Regard Teams Up With OpenAI to Develop Chatbot Functionality Built On GPT-4

Regard Teams Up With OpenAI to Develop Chatbot Functionality Built On GPT-4

Regard is adding new capabilities to its chief product, an AI co-pilot that helps clinicians diagnose medical conditions. On Monday, the Los Angeles-based startup announced it is teaming up with OpenAI to release new chatbot functionalities built on OpenAI’s large language model GPT-4.

The startup was founded in 2017 by Eli Ben-Joseph, Nate Wilson and Thomas Moulia — they created the startup after they abandoned their plans to go to medical school.

“We all took the MCAT, but all three of us hit the brakes and turned away from that path. For me, personally, I turned away from going into medical school because many of the doctors that I shadowed didn’t seem very happy,” said Ben-Joseph, who serves as Regard’s CEO.

A decade later, the clinical burnout crisis is even more acute. This is due to the fact that healthcare has experienced an explosion of data availability in recent years, but the tools that clinicians are given to take advantage of that data haven’t changed, Ben-Joseph explained. Without workflow-specific automation tools, clinicians are left combing through this data manually.

Regard’s mission is to provide health systems with software that helps doctors and nurses take advantage of all the data in the EHR, Ben-Joseph declared. With this technology, clinicians don’t have to spend the entire patient visit looking at their screen and typing, he pointed out. 

The startup’s AI co-pilot is deeply integrated with both Epic and Cerner, Ben-Joseph said. It analyzes patient data from the EHR — including labs, imaging, clinician notes, histories and vitals — and then generates diagnoses. More than 100 hospitals use Regard’s technology — including Penn Highlands Healthcare, an eight-hospital integrated health system in Pennsylvania, and Torrance Memorial Medical Center, a 512-bed hospital in California.

Regard will build its newest functionality, named Max, on GPT-4. Max can be thought of like an “AI doctor assistant,” Ben-Joseph said. It is being designed so that clinicians can ask the tool things like “What medications was this patient on this week?” or “Can you give me a summary of what was going on with his patient before they were admitted?” and get instant answers. 
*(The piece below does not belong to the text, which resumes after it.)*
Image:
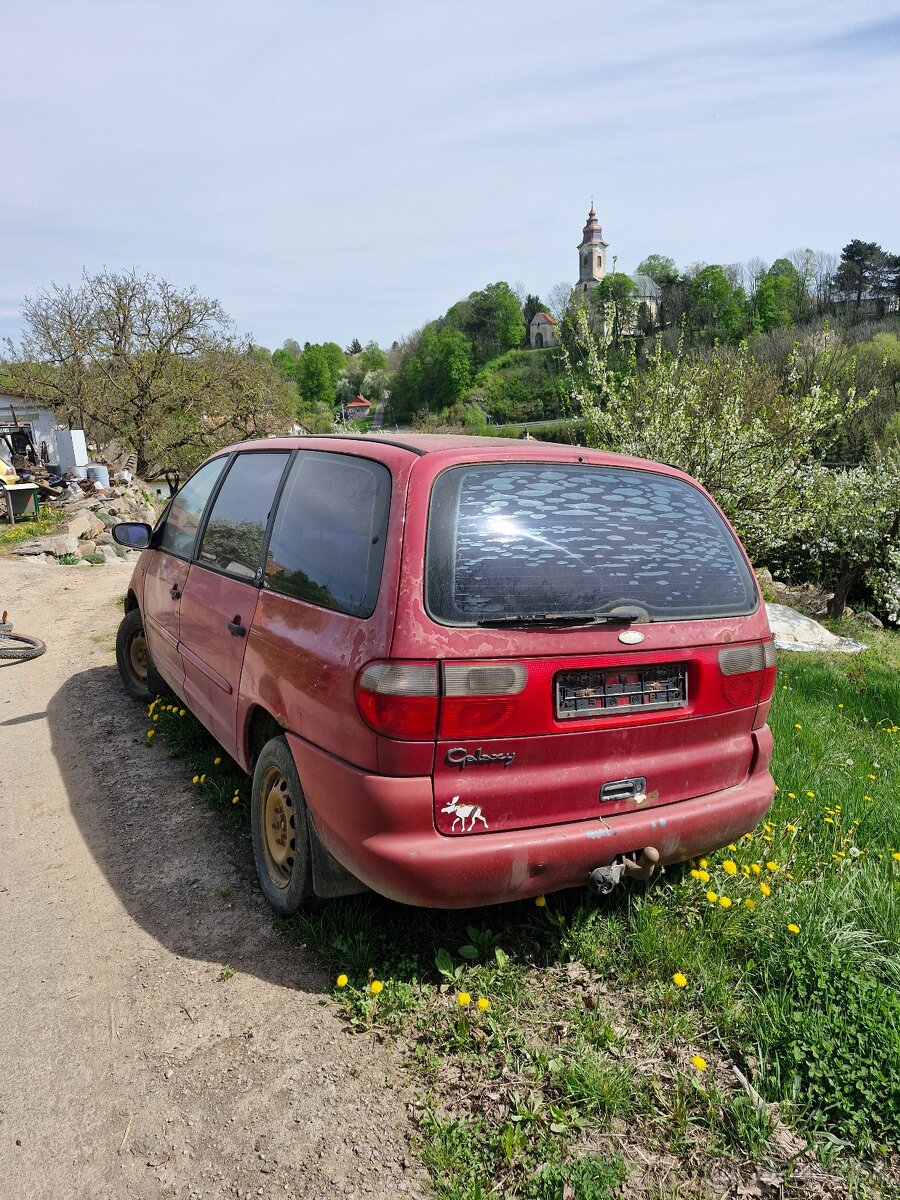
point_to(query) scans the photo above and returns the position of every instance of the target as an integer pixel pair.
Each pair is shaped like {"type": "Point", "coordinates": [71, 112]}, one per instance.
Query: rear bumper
{"type": "Point", "coordinates": [382, 829]}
The startup’s new pilot LLM functionality will automatically draft portions of clinical notes by harnessing data from the EHR. It will also search through patient data rapidly to provide clinicians with an autocomplete functionality that helps them save time as they finish up documentation.
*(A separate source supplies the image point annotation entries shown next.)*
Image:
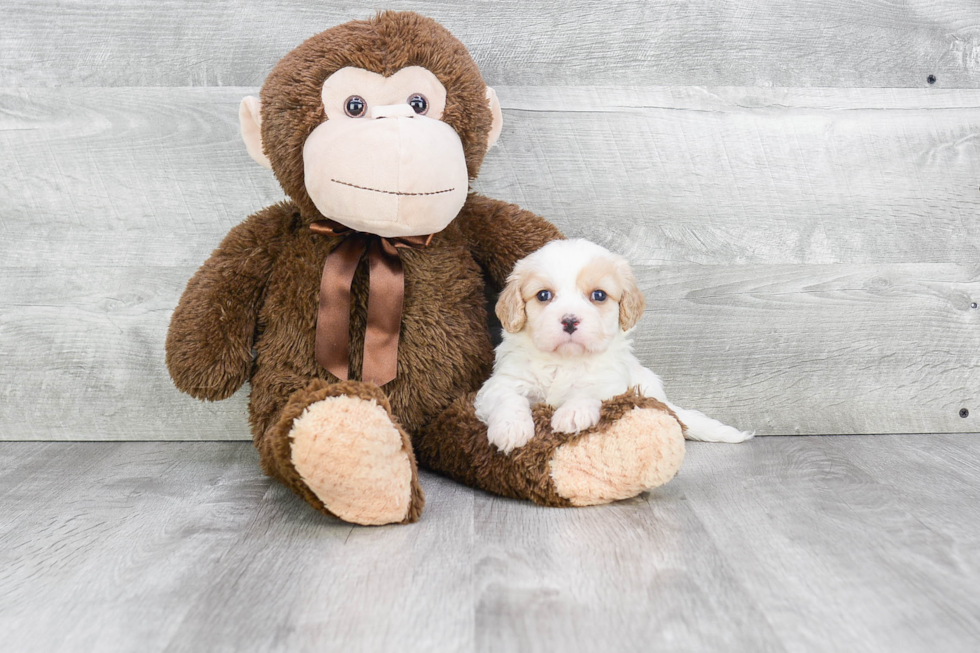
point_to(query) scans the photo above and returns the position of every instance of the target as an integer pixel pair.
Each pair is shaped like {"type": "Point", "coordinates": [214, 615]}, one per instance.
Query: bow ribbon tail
{"type": "Point", "coordinates": [333, 317]}
{"type": "Point", "coordinates": [384, 316]}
Healthcare’s generative AI market is quickly becoming a crowded one, with more and more companies rolling out tools to help alleviate clinical burnout. But Ben-Joseph contends that Regard can stand out from other companies in the space, such as Abridge and DeepScribe.

“We’re quite different from a lot of the scribing companies. They will listen to the conversation and try to transcribe it, but we’re focused primarily on inpatient medicine, where patients are very sick, and there’s a lot of data that is gathered,” he explained. 

Regard is hoping its new partnership with OpenAI will help its technology stand out from the crowd even more. The startup signed a business associate agreement with OpenAI, which allows the parties to exchange data in a HIPAA-compliant manner. The collaboration also gives Regard access to more computing power as it builds out its capabilities.

“The reason we chose OpenAI in particular is because their GPT-4 system is the state of the art right now. We did testing with various other options — we looked at GPT-4, we looked at LLaMA (sold by Meta), we looked at some of the other open source models. GPT-4 gave the best answers, and when you’re working with real patients and doctors and the jobs they do, you need the best of the best,” Ben-Joseph declared. 

OpenAI says that GPT-4 is “10 times more advanced” than its predecessor, GPT-3.5. For instance, GPT-4 passes a simulated bar exam with a score on par with the top 10% of test takers, whereas GPT-3.5’s score was around the bottom 10%. That explains some of the interest from companies like Regard.

“Our mission is to help physicians do the best work that they could possibly do and empower them with technology. This new functionality is something that adds to that mission,” Ben-Joseph declared.